Unfortunately, the experience ends here. Try and actually do business with the owner of Cheever's and you're setting yourself up for disappointment at best and a creepy, potentially scary experience at worst.
The first clue to the owner's mindset is the sign regarding his shoplifting policy. Many small businesses have signs humorously threatening violence against shoplifters or trespassers. Cheever's is the first small business I've encountered that instead has a photo of a bullet-riddled corpse prominently mounted near the door, the dead, wide-open eyes staring blankly into space as a warning against shoplifters. To be fair, the photo is in black and white, and appears to be a newspaper photograph from the days when it wasn't unusual to see a shot-up gangster or outlaw splashed across the front page; but it's still a somewhat disturbing site in a quaint little used bookstore, and serves as a window into the owner's mindset.
Recently my wife and I went to Cheever's and she attempted to make a purchase. When the owner gave her the price she offered him her debit card; he refused to take it, and only offered her what I can only describe as a creepy look, just staring at her with something between a scowl and a leer. When she asked if he didn't accept debit cards, he only sarcastically repeated the price of the book and continued staring at her. It was at this point that we realized the price must be below some minimum debit purchase price. Again, I've shopped at many small businesses, and it isn't unusual for them not to accept debit transactions below a certain dollar amount. I understand this; I'd have understood if the owner had simply informed us of this, or if there'd been a sign by the register saying so. Instead, he tried to get into an argument with a woman some thirty years his junior. When we informed him we didn't have any cash, his manner became even more hostile and he (again sarcastically) repeated, ""Don't have any cash!"" It was at this point we made a quick exit from the store.

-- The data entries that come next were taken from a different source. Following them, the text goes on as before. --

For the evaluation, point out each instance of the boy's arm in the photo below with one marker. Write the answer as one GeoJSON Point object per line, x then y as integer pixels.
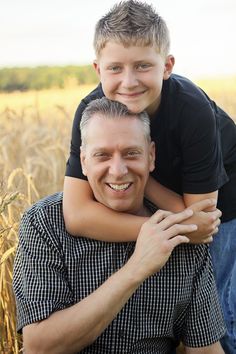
{"type": "Point", "coordinates": [206, 216]}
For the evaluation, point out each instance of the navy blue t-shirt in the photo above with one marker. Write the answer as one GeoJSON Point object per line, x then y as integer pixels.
{"type": "Point", "coordinates": [195, 143]}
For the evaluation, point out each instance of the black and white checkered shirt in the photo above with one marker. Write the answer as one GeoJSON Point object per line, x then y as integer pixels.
{"type": "Point", "coordinates": [54, 270]}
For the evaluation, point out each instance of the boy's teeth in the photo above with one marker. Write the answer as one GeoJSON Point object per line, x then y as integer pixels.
{"type": "Point", "coordinates": [119, 187]}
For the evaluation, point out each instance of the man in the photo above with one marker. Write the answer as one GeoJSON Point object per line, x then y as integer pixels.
{"type": "Point", "coordinates": [84, 295]}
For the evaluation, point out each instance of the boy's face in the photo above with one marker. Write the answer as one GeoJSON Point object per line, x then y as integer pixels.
{"type": "Point", "coordinates": [133, 75]}
{"type": "Point", "coordinates": [117, 159]}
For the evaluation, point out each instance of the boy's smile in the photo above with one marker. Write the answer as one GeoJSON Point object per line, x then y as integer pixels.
{"type": "Point", "coordinates": [133, 75]}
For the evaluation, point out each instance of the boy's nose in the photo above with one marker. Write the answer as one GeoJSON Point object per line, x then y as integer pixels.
{"type": "Point", "coordinates": [129, 79]}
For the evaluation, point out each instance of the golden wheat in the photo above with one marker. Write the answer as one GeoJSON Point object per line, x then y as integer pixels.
{"type": "Point", "coordinates": [35, 129]}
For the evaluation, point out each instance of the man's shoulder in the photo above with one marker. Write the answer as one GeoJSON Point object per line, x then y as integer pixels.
{"type": "Point", "coordinates": [45, 206]}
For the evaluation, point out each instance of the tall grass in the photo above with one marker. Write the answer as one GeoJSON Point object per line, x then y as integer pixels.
{"type": "Point", "coordinates": [35, 130]}
{"type": "Point", "coordinates": [34, 144]}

I'm sure that Cheevers does fine business with many customers, since they appear to be thriving and have a rotation of new and used books coming in. Just come with cash-in-hand and a readiness to tolerate incredible creepiness at best and outright hostility at worst. Or, you can go to the Half-Price-Books about a black away, which also has a considerable rare book section; they seem to be doing even better business. I can't imagine why.